Hey, just wondering, why is cypher query on community edition is very slow?

I tried using profile and explain, followed the practice to name the label whenever I can. In addition, I have also added an index and constraint. So I am wondering whether the computation is very slow, or is it just the community edition.

Data ingestion from csv is really fast by the way. And the query I'm trying now is this:

MATCH (c:user)-[r:trx]->(p:user) 
WITH r.created_trx_date AS date, c.user_id as user, SUM(r.amount) AS total_transaction_amount
WHERE date > date('2019-03-01')
    AND total_transaction_amount >= 10000000 
RETURN wallet, total_transaction_amount
ORDER BY total_transaction_amount DESC
LIMIT 25

I have about 24,309,729 nodes and 156,617,848 relationships, currently 11 node labels, and 10 relationship labels.

I feel that the where clause is the reason it is very slow. I want to write a more complex cypher query, but if it will take very long, I am concerned that I cannot do real-time analysis on this. Can someone shed some light in query computation for me please?

Hello,

You should change your model so that the properties you are testing are node properties. Then you can place indexes on these values for better performance. In your query, you are testing relationship properties.

Elaine

Your query plan currently is currently doing label scans, not index lookups (check the PROFILE or EXPLAIN plans to verify this), which won't be efficient and will see performance issues as the number of nodes with these labels increases.

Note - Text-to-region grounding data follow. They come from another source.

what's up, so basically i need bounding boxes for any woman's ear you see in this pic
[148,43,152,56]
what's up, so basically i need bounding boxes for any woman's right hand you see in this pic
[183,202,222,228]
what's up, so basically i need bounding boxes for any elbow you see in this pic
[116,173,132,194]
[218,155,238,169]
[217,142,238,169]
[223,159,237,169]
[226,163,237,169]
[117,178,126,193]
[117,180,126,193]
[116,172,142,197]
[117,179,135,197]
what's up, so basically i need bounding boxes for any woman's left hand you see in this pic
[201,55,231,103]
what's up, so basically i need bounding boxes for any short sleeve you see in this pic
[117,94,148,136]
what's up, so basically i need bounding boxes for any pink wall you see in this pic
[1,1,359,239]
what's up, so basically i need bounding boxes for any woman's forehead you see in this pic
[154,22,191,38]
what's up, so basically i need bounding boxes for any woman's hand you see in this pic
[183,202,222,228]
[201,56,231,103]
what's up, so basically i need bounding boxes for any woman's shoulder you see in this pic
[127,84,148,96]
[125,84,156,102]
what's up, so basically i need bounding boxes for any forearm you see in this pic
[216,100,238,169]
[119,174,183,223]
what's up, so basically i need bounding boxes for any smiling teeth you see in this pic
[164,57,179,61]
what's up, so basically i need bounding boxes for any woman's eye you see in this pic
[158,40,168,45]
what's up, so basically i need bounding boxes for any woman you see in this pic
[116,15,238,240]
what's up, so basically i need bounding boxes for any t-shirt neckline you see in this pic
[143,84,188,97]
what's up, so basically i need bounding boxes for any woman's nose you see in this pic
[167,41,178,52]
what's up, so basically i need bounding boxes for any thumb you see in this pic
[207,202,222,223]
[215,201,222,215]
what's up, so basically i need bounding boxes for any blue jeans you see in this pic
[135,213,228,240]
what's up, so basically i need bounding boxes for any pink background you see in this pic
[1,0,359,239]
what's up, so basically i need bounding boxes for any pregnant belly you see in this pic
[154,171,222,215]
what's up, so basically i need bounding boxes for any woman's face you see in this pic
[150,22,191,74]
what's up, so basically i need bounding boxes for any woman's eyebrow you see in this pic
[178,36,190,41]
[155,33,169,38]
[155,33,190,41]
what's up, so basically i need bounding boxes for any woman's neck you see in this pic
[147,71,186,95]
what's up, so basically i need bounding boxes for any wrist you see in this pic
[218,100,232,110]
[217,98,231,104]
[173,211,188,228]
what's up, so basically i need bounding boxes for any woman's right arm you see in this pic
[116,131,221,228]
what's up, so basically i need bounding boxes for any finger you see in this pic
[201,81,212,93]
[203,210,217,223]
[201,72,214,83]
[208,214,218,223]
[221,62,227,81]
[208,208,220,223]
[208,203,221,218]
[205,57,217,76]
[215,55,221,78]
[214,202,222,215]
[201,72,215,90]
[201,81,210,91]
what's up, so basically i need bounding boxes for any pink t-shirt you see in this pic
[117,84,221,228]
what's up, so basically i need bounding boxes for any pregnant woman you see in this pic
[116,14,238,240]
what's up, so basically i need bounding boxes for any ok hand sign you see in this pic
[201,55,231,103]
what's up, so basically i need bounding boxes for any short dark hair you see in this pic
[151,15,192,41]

Alternately with 3.5 you can create a fulltext schema index on the relationship type + property. That said, this is a more complex process both for creation and querying, and as Elaine suggests, refactoring your model such that you are performing lookup and filtering on the node property will more easily utilize the schema index for fast lookups.

Hey, thanks a lot for answering my questions. All your answers are very helpful. Yeah, right now I am still using 3.4, but I will migrate to 3.5 to explore fulltext schema index. Actually, after reading about the fulltext scheme index, the idea is really cool!!

I will prefer to have my transaction type relationship as an edge rather than a node for visualization purpose. However, right now, I am focusing more on efficient computation.

So, Andrew Bowman, aside from complex creation and querying, do you think full text schema index will accelerate the query computation process right now compare to transaction as index?

You should also move the date check before the aggregation.

If you're on 3.4 you can also use apoc indexes for that, then you'll have an index trx.

MATCH (c:user)-[r:trx]->(p:user) 
WHERE r.created_trx_date > date('2019-03-01')
WITH r.created_trx_date AS date, c.user_id as user, SUM(r.amount) AS total_transaction_amount
WHERE total_transaction_amount >= 10000000 
RETURN wallet, total_transaction_amount
ORDER BY total_transaction_amount DESC
LIMIT 25